The contrast between the clean vocals of Dity Maharaj, which remain in front, and that scream by Michael Murphy of Written by Wolves, makes for a neat texture. The same goes in a very different way for the other guest vocal, by Jessie Booth of Ekko Park on Redefine, a tasty duet between two different but compatible vocal tones. I ought to check their bands out too, given that both of them are prominent and successful and I haven't heard anything by them before. It seems notable that Booth isn't the vocalist in Ekko Park though she guests here in that role. She's their guitarist.
I mention fake emotion not as a dig towards emo music, but because there's a further paradox for me here. Everything feels carefully constructed, as tends to be the case with prog, but it's battling hard to feel organic, the way that the best alt rock does. However smooth this felt, there's always a hint of grunge in the sound and I think that's what keeps it music to make us feel something, not just admire. Emo is all about making us feel something and it never works for me, because it feels manipulative. This doesn't. I feel that Coridian feel their own music. It's honest and I can easily see them on stage totally lost in the flow of these songs, even on their hundredth time through them.
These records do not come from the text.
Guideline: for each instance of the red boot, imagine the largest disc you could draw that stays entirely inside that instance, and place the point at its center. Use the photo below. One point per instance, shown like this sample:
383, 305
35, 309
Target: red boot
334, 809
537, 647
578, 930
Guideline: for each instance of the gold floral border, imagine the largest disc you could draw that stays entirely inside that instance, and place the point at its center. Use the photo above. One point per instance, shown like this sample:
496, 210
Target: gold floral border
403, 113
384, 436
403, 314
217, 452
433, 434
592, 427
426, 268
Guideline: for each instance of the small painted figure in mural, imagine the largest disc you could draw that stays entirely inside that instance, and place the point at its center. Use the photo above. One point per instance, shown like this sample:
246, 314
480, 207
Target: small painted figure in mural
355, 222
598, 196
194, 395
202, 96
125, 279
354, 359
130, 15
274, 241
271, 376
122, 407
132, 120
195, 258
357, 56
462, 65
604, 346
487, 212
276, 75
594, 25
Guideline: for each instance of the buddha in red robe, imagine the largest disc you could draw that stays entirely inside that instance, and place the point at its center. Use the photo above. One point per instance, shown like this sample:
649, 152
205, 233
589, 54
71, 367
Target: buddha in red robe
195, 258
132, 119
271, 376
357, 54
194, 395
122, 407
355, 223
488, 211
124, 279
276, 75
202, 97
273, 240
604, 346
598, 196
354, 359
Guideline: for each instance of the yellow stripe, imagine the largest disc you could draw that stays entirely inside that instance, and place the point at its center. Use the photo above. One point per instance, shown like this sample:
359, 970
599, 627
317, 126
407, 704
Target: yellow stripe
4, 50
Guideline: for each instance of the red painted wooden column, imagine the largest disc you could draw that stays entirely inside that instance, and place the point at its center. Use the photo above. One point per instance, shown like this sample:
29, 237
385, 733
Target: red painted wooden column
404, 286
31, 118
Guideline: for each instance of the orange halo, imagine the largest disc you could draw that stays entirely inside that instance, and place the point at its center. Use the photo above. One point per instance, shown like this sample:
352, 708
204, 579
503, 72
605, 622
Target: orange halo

The first half is solid, but I like the second half even more. It kicks off with Wicked Game, a song we all know that comes out of the blue. Maharaj's voice gets smoother here and Nick Raven's bass is a lot more obvious. It's not Diana Ankudinova but it's a tasty cover. I adore the opening to Coexist, a hint at Tool, I think, but I also adore the fact that the song proper maintains its high standards to become easily my favourite here. It's one of those songs that would sound great in a tiny club in a rundown corner of Auckland but just as great echoing over sixty thousand people at Eden Park.
I should mention The Unkindness too, because, as an atmospheric instrumental, it isn't the sort of song that I'd expect to mention but it's absolutely worthy of it. It isn't the only such piece here, as Algorithm is a capable intro and Exist is an interlude late on the first side, but this one is the best, because it serves both as a perfect buffer zone serving to help us down from Coexist's grandeur to become ready for the rest of the album and as a a worthy instrumental on its own merits. The last three songs are strong too, including the album's epic closer, Naya Din.
I've been listening to this album for far too long, because I have others to move on to, but it caught my attention. It sounded decent but not my sort of thing. The more I listened to it, the more it got its hooks into me and, after a month of mostly 7/10s, I have to bounce this one up to an 8/10.